Closed gregtzar closed 4 months ago
We have models to assign cases and punctuation https://alphacephei.com/vosk/models/vosk-recasepunc-en-0.22.zip
@nshmyrev So as a practical use case from the point of view of vosk-api-- could I use one of these models as a substitute for the model that I'm already using -- in this case vosk-model-en-us-0.42-gigaspeech
? Is the end results then that the recognizer will segment the results based on this, and the text
property of the json results would then contain the punctuation and casing? I appreciate the help and I'm just trying to get my head around how to use what you've linked in conjunction with the api. (Also in my case I'm using your golang wrapper, but that's probably not even relevant).
Unfortunately, you can not use those models from go yet, only with a separate python server probably.
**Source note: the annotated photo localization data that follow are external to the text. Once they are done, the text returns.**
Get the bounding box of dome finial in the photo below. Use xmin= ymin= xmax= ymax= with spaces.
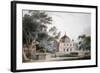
xmin=65 ymin=32 xmax=66 ymax=35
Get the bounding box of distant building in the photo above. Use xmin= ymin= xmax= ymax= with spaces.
xmin=59 ymin=33 xmax=77 ymax=53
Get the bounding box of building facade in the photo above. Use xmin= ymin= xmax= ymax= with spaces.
xmin=59 ymin=34 xmax=77 ymax=53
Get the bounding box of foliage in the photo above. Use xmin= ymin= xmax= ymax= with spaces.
xmin=23 ymin=10 xmax=60 ymax=52
xmin=78 ymin=34 xmax=91 ymax=51
xmin=23 ymin=10 xmax=52 ymax=45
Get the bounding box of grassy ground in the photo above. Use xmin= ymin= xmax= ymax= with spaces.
xmin=23 ymin=52 xmax=91 ymax=63
xmin=23 ymin=55 xmax=91 ymax=63
xmin=56 ymin=56 xmax=91 ymax=61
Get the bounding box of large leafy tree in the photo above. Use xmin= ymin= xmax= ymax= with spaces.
xmin=23 ymin=10 xmax=52 ymax=46
xmin=78 ymin=34 xmax=91 ymax=51
xmin=23 ymin=10 xmax=62 ymax=61
xmin=48 ymin=26 xmax=61 ymax=40
xmin=23 ymin=10 xmax=61 ymax=54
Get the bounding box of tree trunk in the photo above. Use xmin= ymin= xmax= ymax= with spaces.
xmin=22 ymin=48 xmax=30 ymax=62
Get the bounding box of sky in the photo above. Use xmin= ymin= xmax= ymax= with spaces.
xmin=23 ymin=10 xmax=91 ymax=41
xmin=47 ymin=11 xmax=91 ymax=41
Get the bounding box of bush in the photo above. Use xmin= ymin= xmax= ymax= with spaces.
xmin=59 ymin=54 xmax=77 ymax=57
xmin=70 ymin=52 xmax=78 ymax=56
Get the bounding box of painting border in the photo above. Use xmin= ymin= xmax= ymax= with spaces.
xmin=11 ymin=1 xmax=98 ymax=72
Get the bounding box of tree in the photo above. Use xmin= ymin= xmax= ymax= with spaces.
xmin=22 ymin=10 xmax=53 ymax=61
xmin=78 ymin=34 xmax=91 ymax=51
xmin=49 ymin=26 xmax=61 ymax=40
xmin=22 ymin=10 xmax=61 ymax=61
xmin=23 ymin=10 xmax=52 ymax=46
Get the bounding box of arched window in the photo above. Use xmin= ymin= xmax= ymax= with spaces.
xmin=67 ymin=48 xmax=69 ymax=52
xmin=64 ymin=48 xmax=66 ymax=52
xmin=70 ymin=48 xmax=72 ymax=51
xmin=67 ymin=44 xmax=69 ymax=46
xmin=70 ymin=44 xmax=72 ymax=46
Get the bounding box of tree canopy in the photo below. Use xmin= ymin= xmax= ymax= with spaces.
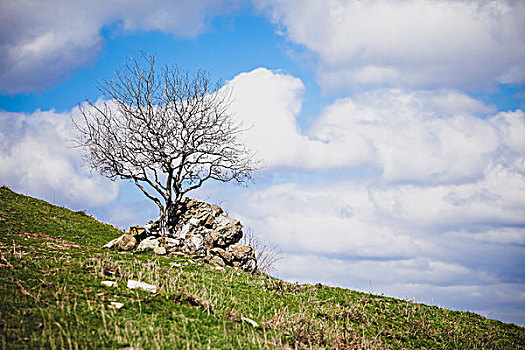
xmin=73 ymin=54 xmax=259 ymax=234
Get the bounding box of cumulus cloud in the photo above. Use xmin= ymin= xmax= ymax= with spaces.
xmin=0 ymin=108 xmax=119 ymax=207
xmin=232 ymin=167 xmax=525 ymax=258
xmin=228 ymin=68 xmax=375 ymax=169
xmin=258 ymin=0 xmax=525 ymax=90
xmin=311 ymin=90 xmax=506 ymax=184
xmin=0 ymin=0 xmax=237 ymax=93
xmin=229 ymin=68 xmax=524 ymax=185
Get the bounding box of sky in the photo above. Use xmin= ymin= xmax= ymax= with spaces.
xmin=1 ymin=0 xmax=524 ymax=325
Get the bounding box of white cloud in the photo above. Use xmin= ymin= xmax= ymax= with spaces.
xmin=0 ymin=0 xmax=237 ymax=93
xmin=310 ymin=89 xmax=507 ymax=184
xmin=230 ymin=68 xmax=524 ymax=185
xmin=0 ymin=109 xmax=119 ymax=207
xmin=258 ymin=0 xmax=525 ymax=91
xmin=232 ymin=167 xmax=525 ymax=258
xmin=370 ymin=164 xmax=525 ymax=230
xmin=228 ymin=68 xmax=374 ymax=170
xmin=228 ymin=68 xmax=379 ymax=170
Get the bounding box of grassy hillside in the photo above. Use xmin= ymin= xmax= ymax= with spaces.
xmin=1 ymin=186 xmax=523 ymax=349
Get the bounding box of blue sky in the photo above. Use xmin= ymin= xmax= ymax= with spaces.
xmin=1 ymin=0 xmax=524 ymax=325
If you need punctuation, you can also try whisper
I'm just creating a simple pipeline that converts audio/video tracks into human readable text transcripts. At the basic level I can of course just treat each "Result" that the vosk recognizer returns based on its default timings as a sentence, and put the punctuation back in. But are there other open source libraries and/or methodologies that you would recommend for more advanced "post processing" of this nature? I imagine that vosks complete output of words and timestamps should be able to get a more intelligent treatment by some libraries. I have not had much luck finding any... maybe I'm not searching the right terms. Thanks!